What is the difference between /compact and /clear in Claude Code?
/compact summarizes conversation history into a compressed form, preserving task continuity while freeing context space. /clear resets the conversation completely, starting fresh with an empty context. Use /compact when you're mid-task; use /clear when you've finished a task and are starting something new.
How large is Claude Code's context window?
Claude Code uses Claude's full 200K token context window — approximately 150,000 words or 500 pages of text. A typical session reading a medium-sized codebase (30–50 files) with back-and-forth conversation uses 50K–100K tokens before hitting the compaction threshold.

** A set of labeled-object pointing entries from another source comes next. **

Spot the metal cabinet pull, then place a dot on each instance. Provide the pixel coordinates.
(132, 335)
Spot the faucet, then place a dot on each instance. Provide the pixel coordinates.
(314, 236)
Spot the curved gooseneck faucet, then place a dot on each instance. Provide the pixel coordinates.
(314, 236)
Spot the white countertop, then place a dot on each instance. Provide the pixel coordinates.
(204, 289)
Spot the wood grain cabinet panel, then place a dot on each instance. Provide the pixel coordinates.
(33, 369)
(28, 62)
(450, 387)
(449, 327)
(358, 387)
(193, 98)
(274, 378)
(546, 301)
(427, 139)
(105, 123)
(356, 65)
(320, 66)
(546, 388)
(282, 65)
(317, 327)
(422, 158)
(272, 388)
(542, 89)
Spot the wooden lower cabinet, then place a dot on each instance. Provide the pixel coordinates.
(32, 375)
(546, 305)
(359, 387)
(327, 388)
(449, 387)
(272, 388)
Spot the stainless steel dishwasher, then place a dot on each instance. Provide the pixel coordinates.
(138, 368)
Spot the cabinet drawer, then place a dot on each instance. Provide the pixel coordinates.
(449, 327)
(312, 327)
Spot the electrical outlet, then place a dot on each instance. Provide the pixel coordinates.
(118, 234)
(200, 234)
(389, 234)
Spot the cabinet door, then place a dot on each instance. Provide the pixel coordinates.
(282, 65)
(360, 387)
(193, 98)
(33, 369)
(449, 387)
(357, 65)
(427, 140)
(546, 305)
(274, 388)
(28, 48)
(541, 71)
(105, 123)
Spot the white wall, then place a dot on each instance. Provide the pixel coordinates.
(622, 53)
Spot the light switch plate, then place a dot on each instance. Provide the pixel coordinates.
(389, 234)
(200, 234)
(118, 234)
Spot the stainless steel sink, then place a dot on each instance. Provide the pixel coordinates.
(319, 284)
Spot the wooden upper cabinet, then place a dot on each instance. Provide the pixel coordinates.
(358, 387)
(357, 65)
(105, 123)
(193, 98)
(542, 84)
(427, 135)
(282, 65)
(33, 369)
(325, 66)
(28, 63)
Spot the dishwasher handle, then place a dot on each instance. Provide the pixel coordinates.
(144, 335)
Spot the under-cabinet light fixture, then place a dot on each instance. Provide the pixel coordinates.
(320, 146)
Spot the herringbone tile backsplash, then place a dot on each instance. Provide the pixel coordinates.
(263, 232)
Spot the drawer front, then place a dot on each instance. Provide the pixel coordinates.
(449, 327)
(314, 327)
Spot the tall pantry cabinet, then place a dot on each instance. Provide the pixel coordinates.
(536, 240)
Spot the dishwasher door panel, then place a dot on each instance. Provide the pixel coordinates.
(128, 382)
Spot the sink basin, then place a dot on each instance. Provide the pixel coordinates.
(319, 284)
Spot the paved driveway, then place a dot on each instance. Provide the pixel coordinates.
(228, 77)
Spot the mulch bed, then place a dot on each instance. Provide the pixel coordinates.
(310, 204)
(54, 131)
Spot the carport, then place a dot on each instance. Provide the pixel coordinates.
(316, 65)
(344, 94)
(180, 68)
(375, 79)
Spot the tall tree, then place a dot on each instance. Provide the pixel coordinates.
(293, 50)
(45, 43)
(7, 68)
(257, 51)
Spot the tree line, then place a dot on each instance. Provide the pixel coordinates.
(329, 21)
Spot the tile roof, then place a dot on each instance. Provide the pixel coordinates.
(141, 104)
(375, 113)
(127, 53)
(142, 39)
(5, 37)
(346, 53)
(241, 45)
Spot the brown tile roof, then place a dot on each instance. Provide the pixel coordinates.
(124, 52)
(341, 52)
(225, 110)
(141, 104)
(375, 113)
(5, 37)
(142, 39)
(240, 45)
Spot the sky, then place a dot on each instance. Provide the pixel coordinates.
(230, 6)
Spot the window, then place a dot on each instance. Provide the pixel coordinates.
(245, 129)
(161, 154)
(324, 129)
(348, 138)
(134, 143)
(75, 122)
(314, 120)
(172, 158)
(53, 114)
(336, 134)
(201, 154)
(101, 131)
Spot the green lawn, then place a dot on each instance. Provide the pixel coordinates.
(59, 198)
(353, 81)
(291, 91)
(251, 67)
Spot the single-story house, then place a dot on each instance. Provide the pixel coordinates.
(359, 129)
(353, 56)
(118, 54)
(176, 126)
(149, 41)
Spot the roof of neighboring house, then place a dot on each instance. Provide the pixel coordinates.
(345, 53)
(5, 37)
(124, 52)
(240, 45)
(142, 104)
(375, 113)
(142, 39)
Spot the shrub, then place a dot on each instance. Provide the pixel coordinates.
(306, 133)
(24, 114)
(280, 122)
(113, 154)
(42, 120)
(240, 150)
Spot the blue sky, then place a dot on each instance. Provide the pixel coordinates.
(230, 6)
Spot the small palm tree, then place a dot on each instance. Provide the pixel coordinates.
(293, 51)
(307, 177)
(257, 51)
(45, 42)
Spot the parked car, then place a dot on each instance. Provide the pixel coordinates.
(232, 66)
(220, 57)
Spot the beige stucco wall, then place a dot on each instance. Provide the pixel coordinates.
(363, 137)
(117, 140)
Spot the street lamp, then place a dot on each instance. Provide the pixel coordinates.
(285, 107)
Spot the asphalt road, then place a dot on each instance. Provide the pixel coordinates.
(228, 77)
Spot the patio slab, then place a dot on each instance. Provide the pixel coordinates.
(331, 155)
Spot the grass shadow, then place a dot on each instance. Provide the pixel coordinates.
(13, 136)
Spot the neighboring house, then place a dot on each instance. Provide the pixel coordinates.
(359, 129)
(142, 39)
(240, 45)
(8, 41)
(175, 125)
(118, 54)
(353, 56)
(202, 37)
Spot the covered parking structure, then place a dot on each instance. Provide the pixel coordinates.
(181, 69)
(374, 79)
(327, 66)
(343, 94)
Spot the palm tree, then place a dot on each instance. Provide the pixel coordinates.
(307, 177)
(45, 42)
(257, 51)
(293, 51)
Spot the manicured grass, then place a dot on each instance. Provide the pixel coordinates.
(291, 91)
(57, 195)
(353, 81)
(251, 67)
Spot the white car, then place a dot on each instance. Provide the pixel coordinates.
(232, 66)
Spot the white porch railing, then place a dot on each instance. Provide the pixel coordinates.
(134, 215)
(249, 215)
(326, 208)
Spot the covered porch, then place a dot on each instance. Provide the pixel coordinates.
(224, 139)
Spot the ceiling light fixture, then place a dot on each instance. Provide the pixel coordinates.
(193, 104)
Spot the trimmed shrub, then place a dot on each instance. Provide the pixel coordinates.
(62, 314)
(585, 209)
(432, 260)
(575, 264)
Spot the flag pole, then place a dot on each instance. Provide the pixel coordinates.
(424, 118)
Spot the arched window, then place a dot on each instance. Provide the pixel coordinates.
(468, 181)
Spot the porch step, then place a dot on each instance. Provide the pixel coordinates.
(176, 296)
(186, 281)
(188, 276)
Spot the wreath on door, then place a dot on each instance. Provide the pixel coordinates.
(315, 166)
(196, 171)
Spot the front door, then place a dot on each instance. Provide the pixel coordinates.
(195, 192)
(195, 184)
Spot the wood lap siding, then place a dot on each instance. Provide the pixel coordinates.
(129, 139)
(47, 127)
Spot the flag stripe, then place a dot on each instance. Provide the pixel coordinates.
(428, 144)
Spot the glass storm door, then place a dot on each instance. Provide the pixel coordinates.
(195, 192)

How do I control Claude Code token costs?
The main levers: (1) Use /clear between tasks — empty context costs nothing. (2) Be specific about which files to read. (3) Use /compact instead of continuing a very long conversation. (4) Use CLAUDE.md for standing context so you don't re-explain architecture every session. (5) Use Haiku for simple tasks and Sonnet/Opus for complex reasoning.
How do I prime Claude Code with context for a new session?
Start with a CLAUDE.md that describes the architecture (Claude reads it automatically). Then give Claude targeted session context: which files to read, what the last session did, and what today's task is. Targeted priming is faster and cheaper than asking Claude to read everything.